The United Nations currently maintains a force of nearly 20,000 peacekeepers in the Democratic Republic of the Congo, comprising nearly 17,000 soldiers, 700 military observers and more than 1,000 police officers, as well as several thousand civilian personnel. The mission, known by its French acronym as MONUC, was deployed following a U.N. Security Council resolution in February 2000 to monitor the implementation and investigate violations of a ceasefire among the armies of Angola, the Democratic Republic of the Congo, Namibia, Rwanda, Uganda, Zambia, and Zimbabwe, as well as about 25 armed groups.

Since the deployment of an initial force numbering just over 5,000 soldiers, MONUC's mission has expanded to include support for the conduct of elections, protection of civilians and humanitarian aid workers, and disarmament and demobilization of armed groups operating within the D.R.C. And in the 19 years MONUC has been operating, 94 soldiers, 10 military observers, six policemen and 39 civilian staff members have been killed. During that same time, over five million civilians have died as a direct and indirect (disease and starvation) result of conflict in the Congo.

There are obvious problems with sending peacekeeping missions into countries that are not at peace. Although it is the U.N.'s largest peacekeeping operation, MONUC is pitifully undermanned in the context of the size of the D.R.C., the inaccessibility of much of its territory, and the continuing levels of military activity by both rebels and foreign governments.

Most critically, most U.N. peacekeepers, though fabulously paid by Congolese standards, would probably not consider themselves well paid enough to die for a country that is not theirs. And that, to my mind, is the problem with soldiering for hire, which is what U.N. peacekeepers do.

U.N. member states are paid for contributing peacekeepers, at a rate of around $1,000 a day per soldier. More for specialists, plus allowances for gears and weaponry. A nation, e.g. Fiji, Guatemala (the soldiers in the photos above are part of a Guatemalan special forces unit) contributing 1,000 peacekeepers to MONUC receives $1 million a day in compensation. Not an insignificant sum for a small nation that isn't Monaco or Luxembourg.

Most nations add a bump to the soldiers' pay, but it's nowhere near the $1,000 a day being received from the U.N. So imagine you're getting an extra $200 a month to be a peacekeeper in the Congo. If you're a Pakistani enlisted man, that's not a small amount on top of your regular pay, but is it worth getting killed over? Definitely not, and as a result, how well you do your job depends on how seriously you take your responsibilities as a soldier and a United Nations peacekeeper.

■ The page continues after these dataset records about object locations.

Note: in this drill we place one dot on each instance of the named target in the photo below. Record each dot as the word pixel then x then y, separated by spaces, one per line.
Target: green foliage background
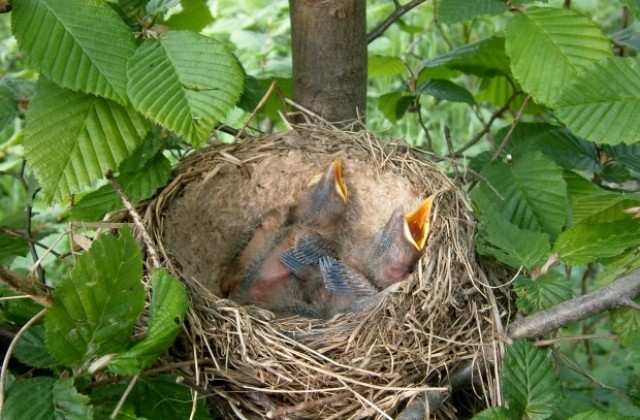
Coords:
pixel 541 103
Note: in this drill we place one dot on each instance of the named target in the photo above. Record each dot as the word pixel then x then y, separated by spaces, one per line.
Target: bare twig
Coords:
pixel 447 138
pixel 7 356
pixel 439 25
pixel 488 125
pixel 547 342
pixel 399 11
pixel 511 129
pixel 612 296
pixel 137 221
pixel 264 99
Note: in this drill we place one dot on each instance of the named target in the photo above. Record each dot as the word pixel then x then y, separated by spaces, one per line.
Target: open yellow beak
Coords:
pixel 417 224
pixel 335 172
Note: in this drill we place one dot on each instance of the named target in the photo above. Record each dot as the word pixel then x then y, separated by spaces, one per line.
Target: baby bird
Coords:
pixel 395 251
pixel 323 205
pixel 271 261
pixel 260 231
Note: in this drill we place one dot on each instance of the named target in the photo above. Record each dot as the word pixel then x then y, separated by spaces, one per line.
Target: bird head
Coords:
pixel 324 203
pixel 416 225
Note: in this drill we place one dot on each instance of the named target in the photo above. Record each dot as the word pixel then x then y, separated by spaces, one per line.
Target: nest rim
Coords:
pixel 235 340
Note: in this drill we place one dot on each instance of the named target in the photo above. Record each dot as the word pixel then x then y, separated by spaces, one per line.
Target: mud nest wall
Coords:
pixel 366 365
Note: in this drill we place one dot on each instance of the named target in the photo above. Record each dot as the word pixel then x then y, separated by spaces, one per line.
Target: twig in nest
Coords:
pixel 137 221
pixel 264 99
pixel 123 399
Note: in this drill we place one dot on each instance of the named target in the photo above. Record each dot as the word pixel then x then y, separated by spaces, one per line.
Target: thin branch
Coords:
pixel 447 138
pixel 399 11
pixel 488 125
pixel 7 356
pixel 429 146
pixel 439 25
pixel 548 342
pixel 507 137
pixel 18 234
pixel 612 296
pixel 137 221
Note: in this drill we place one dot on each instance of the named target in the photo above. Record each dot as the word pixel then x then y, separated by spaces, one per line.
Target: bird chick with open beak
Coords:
pixel 396 250
pixel 280 273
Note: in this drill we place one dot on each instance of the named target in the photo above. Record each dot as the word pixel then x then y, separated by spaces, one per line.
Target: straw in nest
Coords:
pixel 371 364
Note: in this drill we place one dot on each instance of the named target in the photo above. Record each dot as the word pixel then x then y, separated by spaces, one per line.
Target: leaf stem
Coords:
pixel 12 345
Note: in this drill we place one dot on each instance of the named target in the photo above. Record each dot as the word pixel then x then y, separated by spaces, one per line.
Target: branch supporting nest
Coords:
pixel 615 295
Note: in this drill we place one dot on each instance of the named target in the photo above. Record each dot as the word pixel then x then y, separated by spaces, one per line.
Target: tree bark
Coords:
pixel 329 49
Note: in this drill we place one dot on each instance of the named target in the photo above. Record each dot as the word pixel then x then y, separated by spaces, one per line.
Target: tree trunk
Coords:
pixel 329 41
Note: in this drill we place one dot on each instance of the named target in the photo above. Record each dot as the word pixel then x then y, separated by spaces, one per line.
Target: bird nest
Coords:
pixel 441 322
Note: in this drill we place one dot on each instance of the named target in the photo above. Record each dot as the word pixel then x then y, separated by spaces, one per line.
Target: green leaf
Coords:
pixel 506 242
pixel 73 139
pixel 534 192
pixel 97 303
pixel 634 6
pixel 626 154
pixel 160 6
pixel 143 184
pixel 94 205
pixel 395 104
pixel 381 66
pixel 628 37
pixel 184 81
pixel 82 46
pixel 549 46
pixel 578 186
pixel 446 90
pixel 132 9
pixel 195 16
pixel 602 102
pixel 153 143
pixel 31 349
pixel 625 322
pixel 168 306
pixel 13 94
pixel 21 404
pixel 603 208
pixel 454 11
pixel 584 243
pixel 480 58
pixel 496 90
pixel 495 413
pixel 46 398
pixel 68 402
pixel 542 293
pixel 16 311
pixel 159 398
pixel 529 383
pixel 598 415
pixel 11 247
pixel 558 143
pixel 625 264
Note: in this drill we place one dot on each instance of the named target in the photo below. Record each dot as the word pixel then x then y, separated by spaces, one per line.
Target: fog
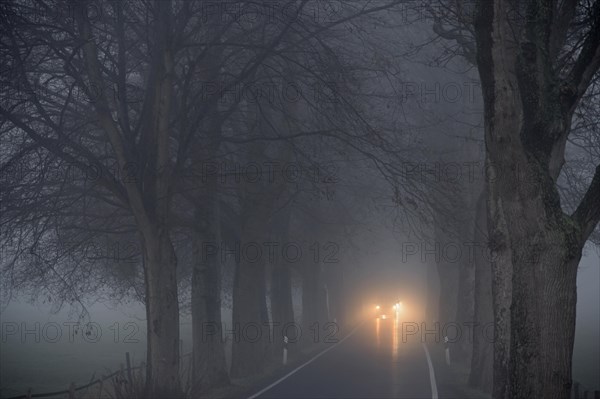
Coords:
pixel 299 199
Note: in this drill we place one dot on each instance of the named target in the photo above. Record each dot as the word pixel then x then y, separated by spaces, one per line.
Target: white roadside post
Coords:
pixel 285 341
pixel 447 347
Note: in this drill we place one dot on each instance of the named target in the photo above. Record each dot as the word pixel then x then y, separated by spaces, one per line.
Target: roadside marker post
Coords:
pixel 285 342
pixel 447 350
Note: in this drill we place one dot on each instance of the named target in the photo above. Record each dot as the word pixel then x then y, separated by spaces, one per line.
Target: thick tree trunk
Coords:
pixel 312 303
pixel 543 317
pixel 482 360
pixel 209 365
pixel 449 272
pixel 465 305
pixel 162 310
pixel 528 113
pixel 250 318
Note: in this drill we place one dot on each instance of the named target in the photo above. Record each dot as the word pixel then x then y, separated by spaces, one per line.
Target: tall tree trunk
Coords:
pixel 528 114
pixel 162 310
pixel 481 375
pixel 250 319
pixel 449 272
pixel 209 365
pixel 465 304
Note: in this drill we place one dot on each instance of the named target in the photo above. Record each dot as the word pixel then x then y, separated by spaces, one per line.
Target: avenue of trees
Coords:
pixel 142 140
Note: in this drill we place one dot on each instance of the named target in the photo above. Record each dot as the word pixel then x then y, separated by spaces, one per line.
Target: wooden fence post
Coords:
pixel 72 391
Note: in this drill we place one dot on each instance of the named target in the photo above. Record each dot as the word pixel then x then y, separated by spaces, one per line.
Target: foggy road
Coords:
pixel 373 362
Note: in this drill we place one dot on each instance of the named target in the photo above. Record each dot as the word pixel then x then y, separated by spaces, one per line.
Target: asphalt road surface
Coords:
pixel 375 361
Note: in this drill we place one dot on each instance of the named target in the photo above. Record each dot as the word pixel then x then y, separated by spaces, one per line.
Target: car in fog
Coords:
pixel 389 309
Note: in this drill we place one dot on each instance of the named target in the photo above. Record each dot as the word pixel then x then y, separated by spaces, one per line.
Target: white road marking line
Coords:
pixel 431 373
pixel 305 364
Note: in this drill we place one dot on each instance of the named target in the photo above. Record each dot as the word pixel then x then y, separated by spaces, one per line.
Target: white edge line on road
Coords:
pixel 431 373
pixel 305 364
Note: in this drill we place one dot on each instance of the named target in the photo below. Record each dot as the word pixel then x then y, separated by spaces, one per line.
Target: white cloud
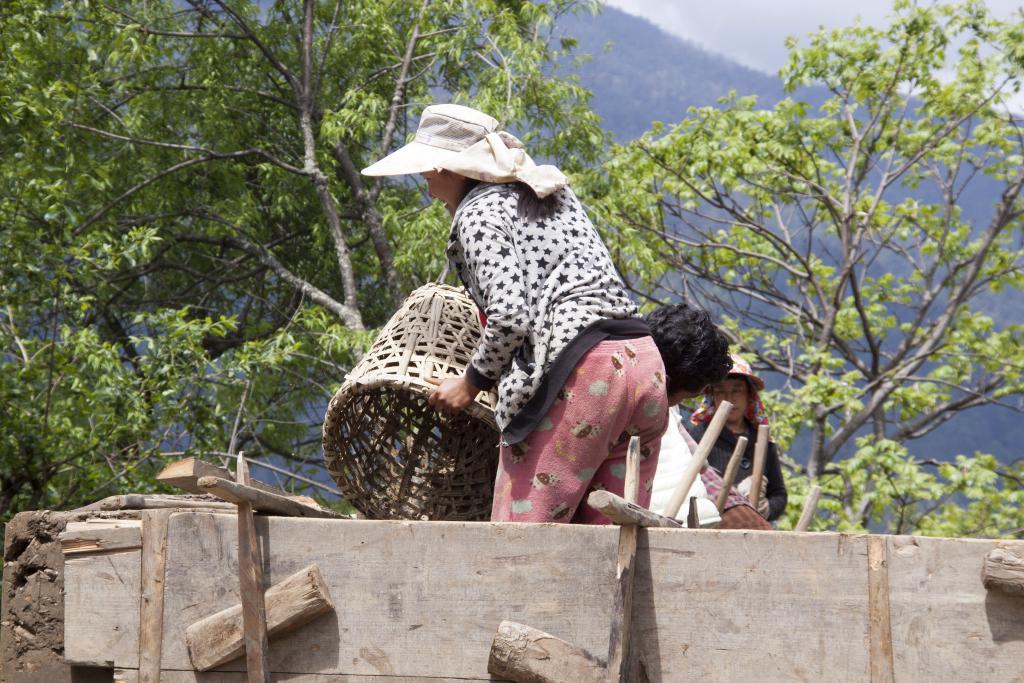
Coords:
pixel 754 32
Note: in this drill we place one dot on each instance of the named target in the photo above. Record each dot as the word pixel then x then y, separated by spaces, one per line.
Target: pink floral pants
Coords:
pixel 616 391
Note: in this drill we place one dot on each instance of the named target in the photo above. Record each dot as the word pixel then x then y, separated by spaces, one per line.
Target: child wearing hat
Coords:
pixel 740 388
pixel 574 369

Late last year, during a handover from Indian to Uruguayan forces in the North Kivu town of Kiwanja, near Rutshuru where I was not long ago, rebel forces attacked Kiwanja and Rutshuru, killing civilians and taking control of both towns while MONUC peacekeepers (who had armored vehicles) bunkered down in their base, at one point even coming under fire from Congolese army soldiers whom MONUC theoretically supports. The Indians defended their (in)actions by saying they were unaware of the attacks on civilians occurring just down the road from their base, but not helpfully from an intelligence gathering perspective, the English-speaking Indian forces had no translators on duty in French-speaking Congo.

This is not to cast aspersions on the abilities of Indian peacekeepers alone. There are plenty of other examples (Rwanda, Bosnia, Somalia, Haiti) of catastrophic U.N. peacekeeping failures, reinforcing the fundamental problem: that few people, even professional soldiers, are motivated by a few (and it really is just a few) extra dollars to die for someone else's country.